Modern Processors: Cache, Pipeline, Superscalar, Branch Prediction, Hyperthreading

Modern processors have a highly complex design and include many units that primarily reduce software execution time.

Cache memory is a layer in the memory hierarchy that sits between main memory and processor registers. The main reason for introducing cache memory is that main memory, based on DRAM technology, is much slower than the processor, which is based on static technology. The cache exploits two software features: spatial locality and temporal locality. Spatial locality results from the fact that the processor executes code, which, in most cases, is a sequence of instructions arranged directly one after another. Temporal locality arises because programs often run in loops, repeatedly working on a single set of data over short intervals. In both cases, a larger fragment of a program or data can be loaded into the cache and operated on without accessing main memory each time. Main memory is designed to significantly speed up reading and writing data in blocks compared to accessing random addresses. These properties allow a code fragment to be read in its entirety from main memory into the cache and executed without accessing RAM for each instruction. For data, the processor performs calculations after reading a block into the cache, then stores the results in a single write sequence.

In modern processors, the cache is divided into several levels, usually three. The first-level cache (L1) is the closest to the processor, the fastest, and is usually divided into separate instruction and data caches. The second-level cache (L2) is shared, slower and usually larger than the L1 cache. The largest and the slowest is the third-level cache (L3). It is closest to the computer's main memory. An average L1 cache latency is 1-2 ns, L2 is 3-5 ns, and L3 is 10-20 ns. An example i7 processor, for each core, has 32 KB of L1 code cache, 32 KB of L1 data cache, and 256 KB of L2 cache for both code and data. The third-level cache (L3) is 8 MB and is shared by all cores.

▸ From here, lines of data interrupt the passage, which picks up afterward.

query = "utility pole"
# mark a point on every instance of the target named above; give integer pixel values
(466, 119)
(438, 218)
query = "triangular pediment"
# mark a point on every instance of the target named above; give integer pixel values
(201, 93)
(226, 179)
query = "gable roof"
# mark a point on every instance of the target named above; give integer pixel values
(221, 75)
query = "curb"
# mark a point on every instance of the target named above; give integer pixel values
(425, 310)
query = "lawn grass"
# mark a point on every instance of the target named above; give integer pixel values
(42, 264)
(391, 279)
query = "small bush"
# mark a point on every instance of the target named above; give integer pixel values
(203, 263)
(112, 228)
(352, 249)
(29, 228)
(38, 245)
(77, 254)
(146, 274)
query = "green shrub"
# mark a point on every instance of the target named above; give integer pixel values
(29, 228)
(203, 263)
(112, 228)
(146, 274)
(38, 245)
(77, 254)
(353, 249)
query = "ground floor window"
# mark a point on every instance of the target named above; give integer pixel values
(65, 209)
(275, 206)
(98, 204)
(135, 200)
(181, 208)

Besides size, important cache parameters are line length and associativity. Length of the line is usually expressed in bytes. It indicates how many bytes are stored in the smallest possible data fragment. It also determines at which addresses in main memory such a data fragment starts. For example, if the cache line length is 64 bytes and memory is byte-organised, the block of memory copied to cache always starts at an address evenly divisible by 64. Associativity tells how many cache lines can be used to store the block from a specific address. If the block can go to any cache line, the cache is fully associative. If there is only one possible location, the cache is named direct-mapped. A fully associative cache is more flexible, but complex and expensive. A direct-mapped cache is simple, but it can cause data conflicts when two blocks of memory that should go to the same cache line are loaded. In real processors, the compromise solution is often implemented, which enables storing each block in 2, 4 or 8 different cache lines. It is named 2-, 4- or 8-way associative cache. This solution significantly reduces conflicts and ensures good performance at a reasonable cost.

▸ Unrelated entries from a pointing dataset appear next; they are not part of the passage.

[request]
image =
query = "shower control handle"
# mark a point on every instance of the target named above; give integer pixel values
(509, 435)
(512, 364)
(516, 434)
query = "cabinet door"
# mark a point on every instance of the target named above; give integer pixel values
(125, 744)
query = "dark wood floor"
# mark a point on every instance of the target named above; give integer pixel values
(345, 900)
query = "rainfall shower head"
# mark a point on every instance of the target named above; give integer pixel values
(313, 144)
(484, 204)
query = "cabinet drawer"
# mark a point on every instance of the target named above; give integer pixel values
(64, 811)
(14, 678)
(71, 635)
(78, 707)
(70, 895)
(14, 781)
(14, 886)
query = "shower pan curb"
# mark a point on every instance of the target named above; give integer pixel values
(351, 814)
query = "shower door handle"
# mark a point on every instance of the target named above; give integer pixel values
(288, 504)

As was described in the previous chapter, executing a single instruction requires many actions which must be performed by the processor. We could see that each step, or even substep, can be performed by a separate logical unit. This feature has been used by designers of modern processors to create a pipeline in which instructions are executed. A pipeline is a collection of logical units that execute many instructions simultaneously, each at a different stage of execution. If the instructions arrive in a continuous stream, the pipeline allows the program to execute faster than a processor that does not support the pipeline. Note that the pipeline does not reduce the execution time of a single instruction. It increases the instruction stream's throughput.

A simple pipeline is implemented in AVR microcontrollers. It has two stages, which means that while one instruction is executed, another one is fetched as shown in Fig 1.

A mature 8086 processor executed the instruction in four steps. This allowed for the implementation of the 4-stage pipeline as shown in Fig. 2

Modern processors implement longer pipelines. For example, the Pentium III used a 10-stage pipeline, the Pentium 4 a 20-stage pipeline, and the Pentium 4 Prescott even a 31-stage pipeline. Does the longer pipeline mean faster program execution? Everything has benefits and drawbacks. The undoubted benefit of a longer pipeline is that more instructions can be executed simultaneously, yielding higher instruction throughput. But the problem appears when branch instructions come. While a conditional jump appears in the instruction stream, the processor must choose which way the stream should follow. Should the jump be taken or not? The answer is usually based on the result of the preceding instruction and is known when the branch instruction is close to the end of the pipeline. In such a situation, in modern processors, the branch prediction unit guesses how to handle the branch. If it misses, the pipeline content is invalidated, and the pipeline starts operation from the beginning. This causes stalls in the program execution. If the pipeline is longer, the number of instructions to invalidate is bigger. In modern microarchitectures, the pipeline length ranges from 12 to 20.

The superscalar processor increases program execution speed by executing more than one instruction per clock cycle. It is realised by simultaneously dispatching instructions to different execution units on the processor. The superscalar processor can, but doesn't have to, implement two or more independent pipelines. Rather, decoded instructions are sent to the chosen execution unit for further processing, as shown in Fig. 3.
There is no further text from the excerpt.